Tuesday, June 30, 2015

I believe in humanity.

Years ago, I found myself in a bad situation. I was mistreated pretty badly by someone who I thought loved me. It got out of hand and before I knew it, I felt I was stuck believing that I was sorry, stupid, and just a big mess up that ruined everything I touched. That this person was doing me a huge favor by being in my life. It was like I needed this person to save me from myself.
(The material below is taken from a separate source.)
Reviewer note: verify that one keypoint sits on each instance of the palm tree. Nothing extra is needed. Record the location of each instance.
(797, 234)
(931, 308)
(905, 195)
It did a number on my way of thinking. Sadly, I sometimes find myself back in that mindset. Full of fear and self doubt. Worried that the next person will eventually see my faults and inadequacies and run for the hills. One thing seems to go wrong and the apocalypse goes off in my brain. It's very frustrating, terrifying, and lonely to muddle through. It makes things difficult for me when interacting with other people and, by default, makes it difficult for the people that I am interacting with.

So when I meet people who see this side of me and they stick around, I value them more than money.

Even through all this, I am a sensitive person. I feel things deeply. And I still believe in the good of people, of humanity. I cannot believe that everything is course and abrasive. I can feel music and I can appreciate the beauty of a flower or a painting or the hard work that someone else put into a project whether or not I like the finished product. I sometimes just enjoy looking at someone watching TV or playing on their phone because I appreciate their presence in my life. My friends and family are important to me.

People matter.

There is a lot of animosity and hard feelings out there through recent current events. People say things out of anger and they call people names. It's impossible to know how the person receiving that information will take it. I'm not saying that we should walk on eggshells around everybody, but there must be another way to communicate and discuss perspectives without attacking other people indiscriminately. Emotions are there and should be respected. It would be amazing if we could have a completely rational and objective conversation on hot topics, but the human factor cannot be ignored. We are not Vulcans. There is a balance.

Respect. Acknowledge.

This does not mean that you have to agree.

Thursday, May 28, 2015

It's been a while

So, it's been a while and I have unsuccessfully posted anything beyond my first post in over 5 months. But here I am again. I am not in the habit of doing this (obviously) but today, I had a thought. I, along with my boyfriend, have started walking in the morning. We both want to get healthier. I want to lose weight too. And as a large woman, I have huge obstacles to overcome.

I am not, nor will I ever be, a supermodel. I will always be on the bigger side of life, and that is okay. I just want to feel good. Right now, my body aches and I believe most of that is due to my weight and my lack of exercise. Now that I am walking and stretching, I have to deal with the thoughts that come along with it.

You know the ones. The ones that tell you that you can't do it or that you will not lose weight. The vain ones that focus on the superficial and not the reality. Of course I want people to tell me that I am pretty or beautiful. Of course I want to hold my head high in the knowledge that I don't look like a blob bouncing and jiggling down the street. But I want to be healthy.

My boyfriend and I have plans - places to go and things to see. But we need to be able to enjoy it without struggling to breath or just wanting to go to bed early. He is a great guy that I am so happy to have in my life. I want him to have a wonderful life and I want to be a part of that. I can't if I can't keep up.

So here I go. Onward through the obstacles. Past the negative voices in my head. And I have to believe that I have the stamina and endurance to get past the worst of it. It will not be easy. My body is not used to exercise, but I have to do it if I want to reach my goals.

Friday, January 9, 2015

So, here I am. Checking out my ability to blog something worthy of someone else's time and attention. All I can do is just be me. Sometimes, I may have something interesting to say. Other times, it may be though provoking and intellectually stimulating. Who knows, I may post something that will start an earth shattering revolution in human interaction that will bring about the long awaited area of peace, love, and tranquility.

Okay, let's get honest. I may have nothing of value to share. I could just be typing out a bunch of nonsense and stringing together words that lack value. But as long as it makes someone smile, even if it is just a single person, then I'll take it.